Last weekend was the five-year anniversary of the collapse of Lehman Brothers, an event that kicked off the sinking of the world economy into recession and to the brink of worldwide depression. For the past week, media commentators have been remembering the harried months that followed, which seemed like the end of days at the time. (One good example is Neil Irwin’s walk down memory lane for the Washington Post.) But now, for many, the memory of those days has at least begun to fade, fear having been displaced by caution, which in turn is being displaced by cautious optimism—and even full-fledged optimism in some markets.
More proof of this cautious optimism can be found in August’s Architecture Billing Index, released today by the American Institute of Architects. With a national billings score of 53.8, up from July’s 52.7, it shows that architecture billings continue to grow at a steady rate, albeit sometimes ever-so-slightly shakily, as they have for nearly three years now.
It doesn’t seem so long ago since the bottom fell out. In January 2009, the index hit a nadir of 34.4, signaling massive contraction in the demand for architectural design services. Even the project inquiries index dipped below 50 for seven months (in March and May 2008, and from September 2008 to January 2009), which is something that had only been seen once before that point (in September 2001) and which we haven’t seen since. The next year and a half after the January 2009 lowpoint were followed by a steady, nerve-wracking slowing of the market’s rate of contraction. Then, we saw the first shaky and unpredictable green shoots, which began to appear at the end of 2010.

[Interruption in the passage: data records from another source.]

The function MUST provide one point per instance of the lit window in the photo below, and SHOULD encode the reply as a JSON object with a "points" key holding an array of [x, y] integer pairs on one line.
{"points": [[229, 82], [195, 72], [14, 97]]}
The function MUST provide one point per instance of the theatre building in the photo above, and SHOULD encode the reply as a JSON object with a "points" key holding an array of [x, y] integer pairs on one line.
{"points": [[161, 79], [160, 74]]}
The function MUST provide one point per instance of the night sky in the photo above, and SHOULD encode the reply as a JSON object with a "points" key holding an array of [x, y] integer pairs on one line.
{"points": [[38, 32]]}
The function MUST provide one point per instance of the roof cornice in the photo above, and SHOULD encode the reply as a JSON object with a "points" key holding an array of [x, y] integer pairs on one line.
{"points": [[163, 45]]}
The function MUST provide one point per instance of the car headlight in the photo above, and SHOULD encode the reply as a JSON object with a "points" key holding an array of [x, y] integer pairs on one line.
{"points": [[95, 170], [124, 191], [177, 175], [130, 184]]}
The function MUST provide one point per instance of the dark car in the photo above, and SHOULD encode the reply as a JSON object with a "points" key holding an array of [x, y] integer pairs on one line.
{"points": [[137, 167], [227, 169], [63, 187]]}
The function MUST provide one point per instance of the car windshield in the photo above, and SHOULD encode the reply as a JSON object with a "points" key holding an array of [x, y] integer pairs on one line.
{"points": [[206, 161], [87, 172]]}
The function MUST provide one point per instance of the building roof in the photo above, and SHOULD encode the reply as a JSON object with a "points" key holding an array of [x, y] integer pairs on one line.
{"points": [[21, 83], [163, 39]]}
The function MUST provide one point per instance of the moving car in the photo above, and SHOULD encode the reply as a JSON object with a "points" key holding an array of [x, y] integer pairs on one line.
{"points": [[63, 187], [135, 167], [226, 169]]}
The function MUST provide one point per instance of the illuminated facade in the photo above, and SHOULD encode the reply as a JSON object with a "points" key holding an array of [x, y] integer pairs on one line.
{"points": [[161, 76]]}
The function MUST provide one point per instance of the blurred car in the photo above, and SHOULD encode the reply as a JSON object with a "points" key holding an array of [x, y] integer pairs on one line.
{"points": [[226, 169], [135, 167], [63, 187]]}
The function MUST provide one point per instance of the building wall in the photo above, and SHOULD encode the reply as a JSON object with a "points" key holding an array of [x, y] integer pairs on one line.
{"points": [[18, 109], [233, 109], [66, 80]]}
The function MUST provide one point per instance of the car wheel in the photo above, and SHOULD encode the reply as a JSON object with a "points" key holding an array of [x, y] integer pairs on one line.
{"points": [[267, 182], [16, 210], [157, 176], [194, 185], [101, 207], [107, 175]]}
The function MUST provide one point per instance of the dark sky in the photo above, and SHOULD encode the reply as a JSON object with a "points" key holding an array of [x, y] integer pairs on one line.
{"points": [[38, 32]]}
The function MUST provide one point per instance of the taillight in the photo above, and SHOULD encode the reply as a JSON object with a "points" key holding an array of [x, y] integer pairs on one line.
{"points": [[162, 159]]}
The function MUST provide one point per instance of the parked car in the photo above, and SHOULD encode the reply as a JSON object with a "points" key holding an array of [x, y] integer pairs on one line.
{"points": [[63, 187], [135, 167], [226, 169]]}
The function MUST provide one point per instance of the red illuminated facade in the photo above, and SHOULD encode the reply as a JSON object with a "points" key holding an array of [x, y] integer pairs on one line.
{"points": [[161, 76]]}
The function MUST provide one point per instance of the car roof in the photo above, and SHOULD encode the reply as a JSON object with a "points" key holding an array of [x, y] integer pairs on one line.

That feeling of uncertain, feeble, and precarious growth became so pervasive, however, that the renewed stability of the billings results for architecture has practically gone unnoticed. But growth has once again become the norm, not the exception. National billings have now grown for more than a year, except for one slip in April 2013 to 48.6. The inquiries index hasn’t experienced contraction since the dark days when we turned the calendar to 2009. Three of the nation’s regions have shown growth for more than a year now. (The only one that hasn’t, the Midwest, has been only slightly shakier, with eight of the past 12 months coming in above 50.) And three of the industry’s four sectors have shown growth for at least the past year. (The only one of those that hasn’t, the Commercial/Industrial sector, has shown growth for the past 11 months.)
Over the past few months, when I have seen the news from the AIA that the Architecture Billings Index has come in above 50, showing growth in the industry for design and architectural services, I have been pleasantly surprised. But that feeling is mistaken: I shouldn’t be surprised at all. While the economy might not be going gangbusters, growth is the norm again. That cautious, nervous optimism is a relic that the economy is slowly growing out of, and we all should too.
Billings: At 53.8, up from July’s national billings score of 52.7, this was the fourth straight month over 50. Twelve of the past 13 months, and seven of the eight months of 2013, have now been over 50.
Project Inquiries: At 63.0, down from July’s 66.4, this is the third straight month that inquiries have been above 60. Six of the eight months of 2013 have now come in above 60.
Northeast: At 54.4, up from 53.2, August was the 12th straight month above 50.
Midwest: At 52.8, up from 51.3, this was only the second straight month for the Midwest above 50, although eight of the past 11 months and five of the eight months of 2013 have all been over 50.
South: At 51.9, down from 54.0, this was the 14th straight month over 50.
West: At 54.8, up from 52.8, this was the 13th straight month over 50.
Multifamily Residential: At 52.1, down from 52.7, this was the 16th straight month above 50. August also represents 30 of the last 36 months above 50, solidifying the Multifamily Residential market’s status as one of the strongest sectors of the design and construction economy since the recovery from the financial crisis.
Commercial/Industrial: At 54.8, down from 55.8, this was the 11th straight month over 50.
Institutional: At 50.8, up from 50.5, this is the 13th straight month above 50.
Mixed Practice: At an astounding 60.1, up from 57.1, this is the 12th straight month above 50.